[Beowulf] mem consumption strategy for HPC apps?

Mon Apr 18 07:54:38 PDT 2005

On Mon, 18 Apr 2005, Toon Knapen wrote:

> It's true that there is no 'general case' both OTOH all developers of 
> HPC applications may learn a lot of each other. It's a pitty there is 
> little discussion on HPC application and/or library design, which is of 
> course OT for the beowulf list (it's just a general remark), except for 
> a few hot topics (such as beowulf).

It's not off-topic, its perfectly on topic.  Its just that the GENERAL
discussion is too broad to be useful to most people.  However, everybody
benefits from specific, focussed discussions on this very topic and they
occur fairly often if you look at the list archives.

I think what people are saying is that "what do you do if your
application is so big that it runs out of main memory on a HPC compute
cluster" is so broad that it cannot be answered (although I gave it a
very general shot in my first response:-).  Or rather, the answer is
trim it down to fit or prepare to work pretty hard on THIS task as there
is no simple answer.

However, if you ask instead something like "I'm thinking of splitting up
task X that is too big to fit in core on my system to run in parallel on
a cluster; is this a good idea or should I rely on VM and swap instead?"
then you might get some very focussed and useful responses that suggest
things like comparing the latency and bw hits associated with disk, the
extra overhead associated with the OS determining what chunks of data
need to be swapped in and out, and the IPC costs involved in accessing
the same data over a network.  You might also get folks that ask you if
your TASK can be split up or if only its DATA can be split up -- most
people who use clusters use them to split up the actual work not just
the data (although there can be benefit from either or both).  This
would then lead to an entirely constructive discussion, totally on
topic, of parallel scaling, how best to measure/estimate the IPC cost of
various partitionings and possible network hardware and balance them
against your CPU/memory speeds and capacities.  This in turn would
ultimately help you parallelize your application AND engineer a cluster
on which a parallelization would yield linear speedup for at least some
range of sizes.

So to get useful help, ask specific questions about your specific
application.  It may be that nobody on-list can help you, if nobody is
doing that particular thing or anything "like" that.  However, there are
lots of things people can/will do to help if you then get very specific
about your application's operational cycle, as well as generic resources
you can read online on parallel programming and cluster computing
(notably Ian Foster's online book on the former and my own online book
on the latter, both linked to e.g. http://www.phy.duke.edu/brahma and/or
my personal home page).

To give you a single example of how things work, let me outline the way
a person doing some sort of lattice problem might proceed.  For whatever
reason, they want to do a lattice of 1024^3 sites.  On each site there
is a struct containing eight double precision (8 byte) variables.  Their
primary lattice thus occupies 64 GB of space (plus sundry change for the
code itself, operational variables and the like), and they have a
cluster of 64 2 GB nodes on which to run it.
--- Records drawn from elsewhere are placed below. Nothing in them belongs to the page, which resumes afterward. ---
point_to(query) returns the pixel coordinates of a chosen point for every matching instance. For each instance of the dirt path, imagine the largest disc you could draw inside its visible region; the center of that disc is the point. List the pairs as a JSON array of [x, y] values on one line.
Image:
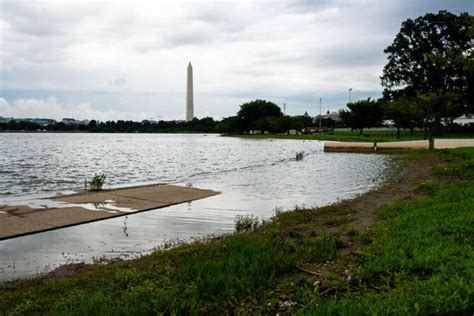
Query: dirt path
[[363, 212]]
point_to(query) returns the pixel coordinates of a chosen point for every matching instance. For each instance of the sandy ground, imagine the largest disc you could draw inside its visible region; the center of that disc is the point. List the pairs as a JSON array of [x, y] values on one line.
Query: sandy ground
[[85, 207], [453, 143]]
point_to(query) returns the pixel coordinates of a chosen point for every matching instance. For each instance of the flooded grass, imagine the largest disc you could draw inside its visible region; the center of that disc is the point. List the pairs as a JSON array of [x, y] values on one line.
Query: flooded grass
[[419, 259]]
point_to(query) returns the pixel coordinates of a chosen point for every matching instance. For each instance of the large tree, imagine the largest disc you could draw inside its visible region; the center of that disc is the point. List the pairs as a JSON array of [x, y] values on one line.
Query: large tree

SO, they say "gee, if I put 1 GB blocks of the lattice on each node, it
fits".  A bit of arithmetic convinces one that this is blocks 256 to the
side (since 4^3 = 64).  Now, in order to advance the computation each
site needs to communicate with its nearest neighbors.  For all the
interior sites this is a local memory hit.  For all the boundary sites
(on all six faces of the partitioned cube) this involves two-way IPCs
with the nodes that contains the neighboring cubes.  On each face there
are 256^2 = 64K sites, eight bytes each is 512 KB, six faces = 3 MB of
IPC's per node per step.

The COST of this (in time) on (say) 100 BT is at least 100 usec per face
to start talking to a node plust 0.5/10 MB/sec = 0.05 seconds, bandwidth
dominated.  To do all six faces requires 0.3 seconds.  If you organize
your code carefully you can probably find a pattern that does all of the
bidirectional communications in parallel for all nodes in the SAME 0.3
seconds.

The other thing to compute is how long it takes to "take a step" on a
node, that is, do all the computations required on the GB of data local
to the node.  If we assume that the site update computation is
complicated and involves e.g. evaluating a transcendental function per
double precision node variable, chances are good that site updates per
node will take order of seconds -- the longer the better from the point
of view of parallel scaling.  OTOH, it might be that each site update
takes only a very small time so that updating an entire node takes only
order of one second.

Even in the latter case we do 64 1 GB units of work in 1.3 seconds
compared to 64 seconds on a big memory machine for near linear speedup.
The scaling of the computational burden with memory size and the ratio
of surface (for IPCs) to volume (for the computation) gives us near
linear speedup until the cost of IPCs is GREATER than the cost of
updating each node in parallel.  Paradoxically, making the computation
smaller here is what shifts it into a poorer scaling regime -- a lattice
that was only 10x10x10 would never scale out to 64 nodes because the
communications latency alone would likely exceed the computational time
per node.

It is interesting to contemplate what happens if each site needs to
communicate with ALL other sites in the computation.  In that case
updating any site has to loop over ALL other sites, or basically 64 GB
worth of data.  In this case a lattice decomposition scales very
differently -- each node does a "fast" loop over the local sites and
then starts a systematic exchange of data with other sites.  Node memory
requirements may double as well, as one may have to buffer the initial
state of each node's lattice to communicate to all the other nodes,
plus provide a buffer for incoming node data.  IPCs now involve 32 pairs
of 1 GB exchanges or an irrelevant latency hit, 1 GB/10 MB/sec = 100
seconds per pair, 3200 seconds (or almost an hour) per update of all
sites.  Unless I'm making egregious arithmetic errors again (very
possible as longtime list humans know:-).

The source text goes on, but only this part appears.